佐藤は動物好きだが、また動物に好かれるタイプでもあった。
本当に、相変わらずだ。
昔の佐藤のまま。
「ごめんね、ししゃも。今日はもう帰らなきゃいけないんだ」
「にー……」
二人(一人と一匹だが)は名残惜しそうだった。
佐藤は猫を棲み処であろうゴミ箱に戻す。そしてなだめるように頭を撫でた。
どうしても捨てられた動物は放ってはおけず、けれども飼ってやることができないためにその場に残してきてしまう。

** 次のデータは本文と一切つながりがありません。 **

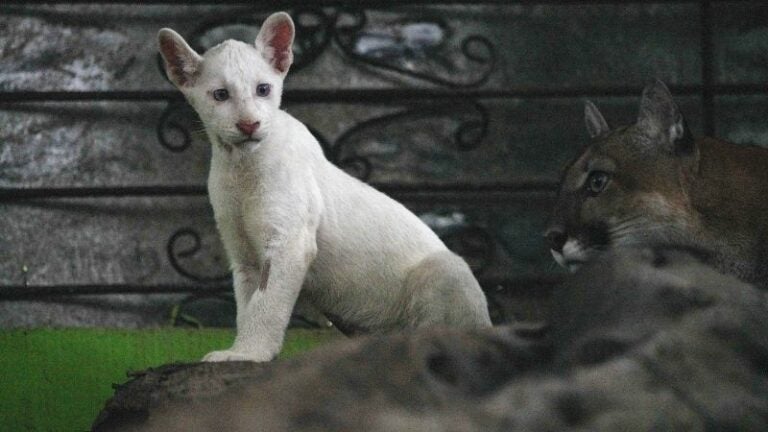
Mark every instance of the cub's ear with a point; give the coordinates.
(275, 40)
(181, 61)
(596, 124)
(661, 119)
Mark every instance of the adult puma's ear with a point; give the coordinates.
(275, 40)
(181, 61)
(661, 119)
(596, 124)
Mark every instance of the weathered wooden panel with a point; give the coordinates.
(112, 47)
(740, 42)
(438, 142)
(742, 119)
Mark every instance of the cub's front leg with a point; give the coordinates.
(265, 296)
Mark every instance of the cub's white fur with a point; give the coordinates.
(291, 221)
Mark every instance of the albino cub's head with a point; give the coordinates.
(234, 87)
(628, 186)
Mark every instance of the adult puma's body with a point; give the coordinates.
(293, 222)
(651, 182)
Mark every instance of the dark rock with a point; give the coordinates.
(640, 339)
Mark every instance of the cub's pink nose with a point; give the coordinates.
(247, 128)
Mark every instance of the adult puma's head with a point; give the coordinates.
(628, 186)
(234, 87)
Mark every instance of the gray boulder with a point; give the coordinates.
(639, 339)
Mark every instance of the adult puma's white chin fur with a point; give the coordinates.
(573, 255)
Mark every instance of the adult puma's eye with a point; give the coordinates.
(263, 90)
(596, 182)
(221, 94)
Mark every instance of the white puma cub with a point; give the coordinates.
(291, 221)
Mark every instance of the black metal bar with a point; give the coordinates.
(707, 72)
(530, 286)
(358, 3)
(378, 96)
(32, 292)
(432, 193)
(18, 194)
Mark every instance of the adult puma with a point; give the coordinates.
(291, 221)
(652, 182)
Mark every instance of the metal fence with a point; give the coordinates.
(463, 111)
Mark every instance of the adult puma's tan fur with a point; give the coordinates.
(651, 182)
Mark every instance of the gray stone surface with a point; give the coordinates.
(641, 339)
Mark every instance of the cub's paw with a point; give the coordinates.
(229, 355)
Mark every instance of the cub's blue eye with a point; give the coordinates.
(221, 94)
(263, 90)
(596, 182)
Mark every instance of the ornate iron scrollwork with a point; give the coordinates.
(417, 48)
(175, 252)
(173, 129)
(469, 133)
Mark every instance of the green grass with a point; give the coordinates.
(59, 379)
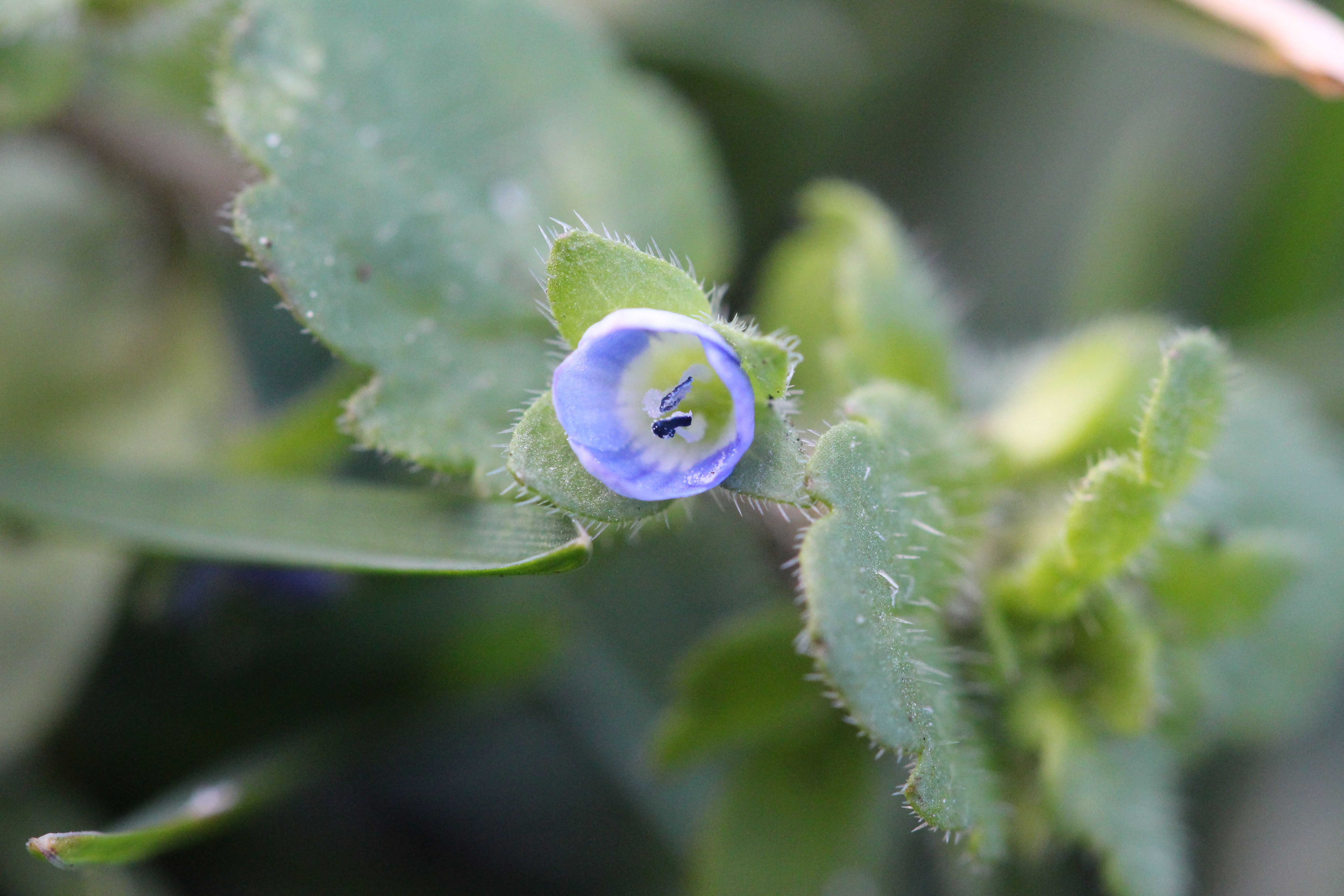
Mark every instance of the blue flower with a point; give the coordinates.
(655, 405)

そんなありきたりな場面に出くわす佐藤を俺は何回も見ている。
本当に放っておけないのはどっちなんだか。
「お前、どうするんだよ。この時間だとバス来ないぞ?」
「歩いて帰りますよ」
「……何分ぐらいかかるんだ?」
「大体、一時間ぐらいですね……。でも、たまにこういうことあるんで大丈夫です」
いや、なんか大丈夫じゃないどころかすっげー心配なんだが。
「……送ってく」
「えっ!?」
自分でもそう言ってしまったことに内心驚いた。
他人から見たらどう思われるだろうか。
「い、いいですよ、そんな…修先輩だって仕事帰りじゃ……」
「心配なんだよ。お前、無防備すぎるから」
そう言うと、佐藤は俺が何を言いたいか理解したらしく、すまなそうに一礼した。
「そういえば五年ぶりだよな」
「もうそんなに経ちますか?」
「ああ」
他愛もない話。久々に再会した友人とするような内容。
なのにどこか落ち着けるのは、どこか気分が明るくなるのは何故だろうか。
「その様子だと大学出て今年から新社会人ってところか」
「はい、四月にこっちに来たばかりで。修先輩は……」
「ああ、教員やってる」
「あっ。もしかしてDTOって名乗ってるんですか? 前から言ってましたから」
「生徒の前ではそう呼べよ。名前は教えてないから」
佐藤はクスクス笑っていた。
こうも佐藤の笑顔を見ると安心感を覚える。
ああ、変わってないなと、俺も自然と笑みが零れる。
「そういえば修先輩」
「ん?」
「ギターはまだやってるんですか?」
つい、足を止めてしまった。
その様子に佐藤は疑問の表情を浮かべていた。俺はやや俯いて答える。
「今は……やってない」
「あ……すみません。変なこと訊いちゃって……」
「いや、いいんだ」
視線を元に戻すと、佐藤が少し寂しそうな顔をしていた。
「でも……ちょっと残念です。僕、先輩の歌、好きだったんですよ」
一瞬、聞き間違えかと思った。
けれども聞き間違えじゃないと理解すると、驚きで茫然としてしまった。
佐藤にそんなこと言われるのは初めてだったから。
「お前、もっと大人しい曲が好みだと思った」
「う〜ん。なんて言いますか……先輩のだけ特別だったんです」
「特別?」
そう聞いて、俺の心臓が反射的に跳ねたように感じた。
何を期待しているのだろうか。自分が望んでいる想いなど、佐藤が持っているはずないじゃないか。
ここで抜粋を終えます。